Like kale, these leafy vegetables are best described as non-head forming cabbages. Grown predominantly for their leaves, which can be cooked like kale leaves, these two common vegetable garden crops share many genetic similarities. But that is where the similarities end. Collard greens have their own, unique flavor and texture. This distinct flavor has helped to make the plants a popular member of the vegetable family.
As well as their distinct flavor, the appearance of the plant has helped to cement its popularity. Collards’ large, smooth foliage can seem almost waxy in appearance. However, upon closer inspection you will notice pronounced veins running across the leaves.

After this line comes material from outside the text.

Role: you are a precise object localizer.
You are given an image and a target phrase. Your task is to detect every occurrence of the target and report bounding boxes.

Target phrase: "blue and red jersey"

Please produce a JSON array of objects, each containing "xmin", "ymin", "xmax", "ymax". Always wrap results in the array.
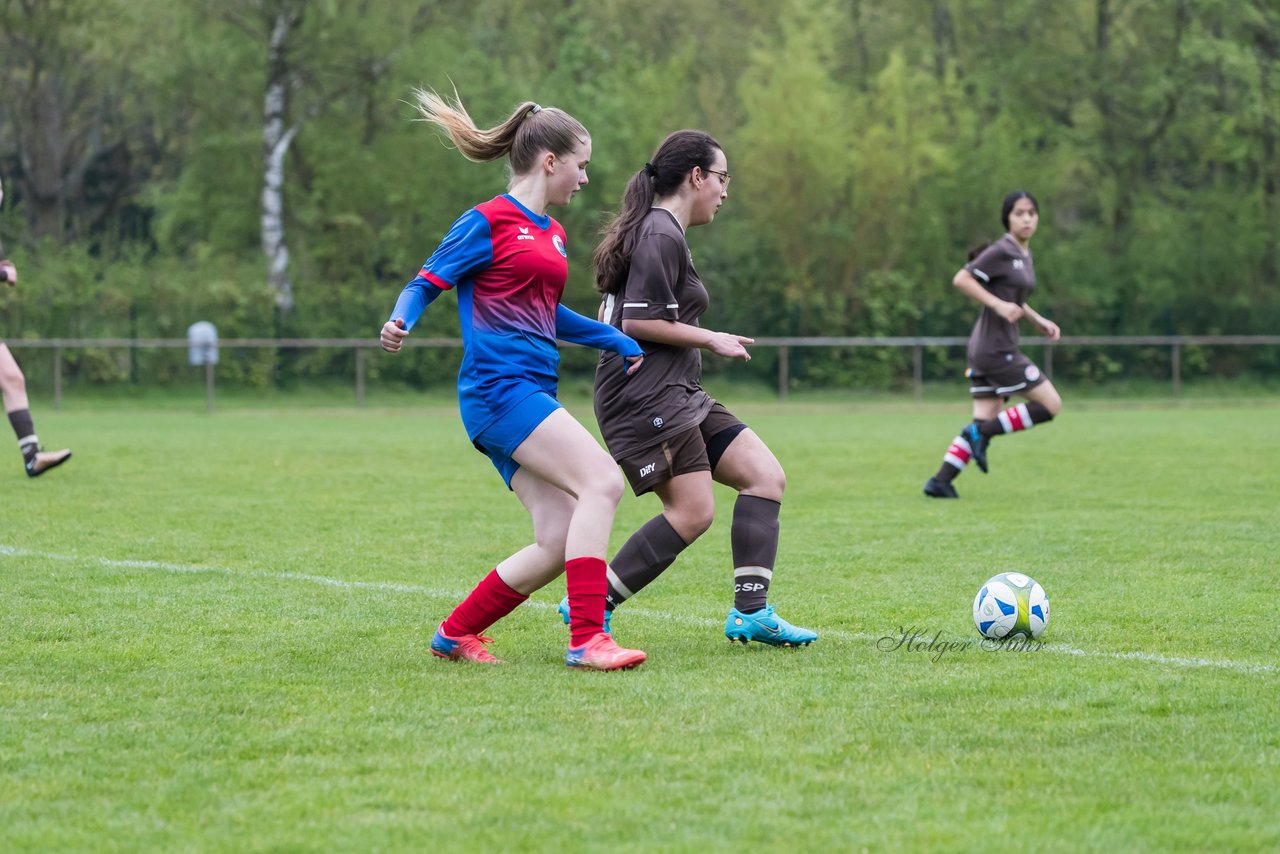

When harvested the foliage has a strong, distinct, almost bitter flavor. Meanwhile, the stems are fibrous and tough. Like other members of the cruciferous family, collard greens produce small typically yellow flowers in the shape of a cross. These dainty blooms are also edible, with a sweet cabbage-like flavor.
If you want to add collard greens to your vegetable garden, this is your complete guide.
A staple of the southern states, these leafy vegetables are suitable for a range of planting conditions.
- 1 Different Varieties of Collard Greens
- 2 Where to Plant
- 3 How to Grow from Seed
- 4 Caring for Collard Greens
- 5 Common Collard Greens Problems
- 6 How to Harvest
Different Varieties of Collard Greens
The plants are typically grouped by their growing characteristics into either loose leaf or loose head varieties. Loose head varieties are a good option if you want to harvest the entire plant at once. If you would rather a cut and come again plant, supplying a steady stream of edible foliage, plant a loose leaf variety.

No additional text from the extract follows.